Он поднялся с дивана, вернулся к столу Завладской и затушил сигарету в стоящей слева от органайзера хрустальной пепельнице. Аникеева как привязанная последовала за ним, и, когда полковник обернулся, она уже стояла рядом, снизу вверх заглядывая ему в глаза. Гуров невольно отстранился.
– Эта история произошла на той неделе. – Женщина перешла на заговорщицкий шепот. – То ли в понедельник, то ли во вторник, точно не помню, но в пятницу Савельев заявился в больницу в пьяном угаре. Я сама его видела. Он еле на ногах держался. И в разговоре со своими коллегами-анестезиологами, как они сами потом сказали, грозился непременно пришить эту сучку, Завладскую… Это я его цитирую, как вы, наверное, уже догадались. Он говорил, что у него, дескать, есть какие-то связи в криминальных кругах, и он их поднимет, чтобы расправиться с Юлией Владимировной. И настрой у него, как я слышала, был очень серьезным. Когда я увидела сегодня ночью это письмо, я сразу на него подумала. Савельев псих.
Аникеева замолчала. Гуров тоже не торопился с выводами. С одной стороны, прилюдное заявление уволенного Савельева, что он собирается убить Завладскую, – это, конечно, серьезно, но, с другой стороны, Аникеева сама сказала, что бывший анестезиолог был в стельку пьян. А в таком состоянии чего только не брякнешь. Тем не менее полковник решил, что большой беды не будет, если он лично пообщается с Пашей Савельевым.
– Как мне его найти? – коротко поинтересовался он, извлекая из-под пальто заветный блокнот.
– Кого? Савельева? – Аникеева отошла на пару шагов назад. – Дома, наверное. Только я его адреса не знаю. Это надо в кадрах поинтересоваться. Или у тех же анестезиологов…
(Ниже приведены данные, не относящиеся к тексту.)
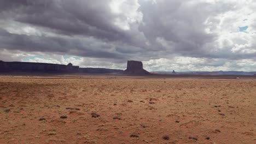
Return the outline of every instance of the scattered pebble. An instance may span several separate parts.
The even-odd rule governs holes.
[[[162,139],[165,140],[170,140],[170,136],[168,135],[164,135],[162,137]]]
[[[67,107],[66,108],[67,110],[77,110],[77,111],[80,111],[80,109],[79,108],[75,108],[75,107]]]
[[[49,132],[48,133],[48,135],[56,135],[57,134],[54,132],[54,131],[53,131],[53,132]]]
[[[149,101],[149,104],[155,104],[155,102],[150,101]]]
[[[192,140],[195,140],[195,141],[197,141],[197,138],[196,137],[194,137],[194,136],[189,136],[189,139],[192,139]]]
[[[130,135],[130,137],[139,137],[139,135],[138,133],[132,133]]]
[[[41,117],[39,118],[40,121],[44,121],[44,120],[45,120],[45,118],[44,117]]]
[[[9,112],[10,111],[10,109],[6,109],[4,110],[4,112]]]
[[[96,117],[100,117],[100,115],[97,114],[96,112],[92,112],[91,113],[91,117],[94,117],[94,118],[96,118]]]
[[[61,116],[60,117],[60,118],[67,118],[67,116],[66,116],[66,115],[63,115],[63,116]]]
[[[113,119],[121,119],[121,118],[118,116],[114,116],[114,117],[113,117]]]

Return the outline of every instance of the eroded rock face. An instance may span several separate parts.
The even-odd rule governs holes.
[[[127,70],[142,70],[143,69],[143,64],[142,62],[129,61],[127,62]]]
[[[127,69],[124,71],[127,74],[149,74],[147,70],[143,69],[142,62],[129,61],[127,62]]]

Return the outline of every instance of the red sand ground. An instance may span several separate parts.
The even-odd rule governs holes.
[[[256,143],[256,81],[0,77],[0,143]]]

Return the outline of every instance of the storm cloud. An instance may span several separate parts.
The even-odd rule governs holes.
[[[0,59],[66,63],[61,56],[69,55],[85,67],[123,68],[134,59],[156,64],[152,70],[255,70],[255,8],[252,0],[0,1]]]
В кармане медицинского халата старшей акушерки зазвонил телефон. Она быстро достала большой серый аппарат и ответила на вызов, взглядом извинившись перед Гуровым за вынужденно прерванный разговор.
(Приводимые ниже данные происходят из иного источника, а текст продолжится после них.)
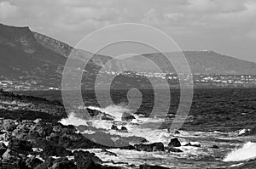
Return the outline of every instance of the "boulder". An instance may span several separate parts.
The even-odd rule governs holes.
[[[52,132],[52,125],[47,123],[38,123],[30,128],[30,133],[37,133],[40,138],[45,138]]]
[[[175,131],[174,133],[175,133],[175,134],[180,134],[180,132],[178,132],[178,131],[177,130],[177,131]]]
[[[3,153],[2,158],[3,168],[27,168],[25,162],[26,155],[18,154],[10,149]]]
[[[115,153],[113,153],[111,151],[108,151],[107,149],[103,149],[102,152],[105,153],[105,155],[110,155],[110,156],[117,156]]]
[[[28,157],[26,160],[26,165],[29,168],[35,168],[39,164],[42,164],[44,161],[36,158],[35,156]]]
[[[201,147],[201,144],[192,144],[191,143],[188,143],[184,146]]]
[[[73,153],[70,150],[66,149],[61,145],[49,144],[43,148],[43,155],[44,157],[49,156],[72,156]]]
[[[49,169],[53,165],[54,161],[53,158],[48,158],[44,163],[38,165],[35,169]]]
[[[212,145],[212,149],[219,149],[218,145]]]
[[[36,119],[33,121],[33,123],[38,124],[42,121],[42,119]]]
[[[3,143],[0,143],[0,156],[3,155],[6,149],[7,149],[6,145]]]
[[[26,140],[20,140],[15,137],[9,139],[8,148],[15,150],[16,152],[22,152],[27,154],[32,152],[32,144]]]
[[[124,112],[121,117],[121,120],[125,121],[132,121],[133,119],[136,119],[135,116],[127,112]]]
[[[101,168],[102,161],[89,151],[74,151],[74,161],[78,169]]]
[[[106,120],[106,121],[113,121],[114,120],[114,117],[112,116],[111,115],[102,112],[100,110],[92,110],[90,108],[86,108],[86,110],[91,117],[96,117],[96,118],[100,118],[102,120]]]
[[[172,148],[172,147],[180,147],[181,144],[179,142],[179,140],[177,139],[177,138],[174,138],[171,139],[171,142],[168,144],[169,148]]]
[[[139,166],[139,169],[168,169],[164,166],[150,166],[148,164],[143,164]]]
[[[77,169],[76,165],[67,158],[56,159],[50,169]]]
[[[173,148],[173,147],[169,148],[168,152],[183,153],[183,151],[181,149],[176,149],[176,148]]]
[[[165,151],[165,146],[162,143],[154,143],[151,144],[135,144],[135,149],[137,151]]]
[[[5,119],[3,121],[3,127],[5,131],[13,132],[17,127],[17,124],[15,121]]]
[[[119,130],[119,128],[117,127],[117,126],[112,125],[111,130]]]
[[[125,127],[122,127],[121,129],[119,130],[121,132],[128,132],[128,130]]]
– Алло! Да, я… А, здравствуйте. – Полковнику показалось, что женщина как-то затравленно взглянула в его сторону, переложила телефон в другую руку и поспешно переместилась к двери кабинета. – У нас тут кое-что произошло… Нет, я не думаю, что это серьезно, просто… будет лучше обрисовать ситуацию при личной встрече. Что?.. Хорошо, да, я спущусь. Минут через пять… Ладно. Я запомнила. До свидания.
Телефонный аппарат вновь скрылся в боковом кармане халата, а Аникеева глупо улыбнулась, адресуя эту улыбку уже Гурову.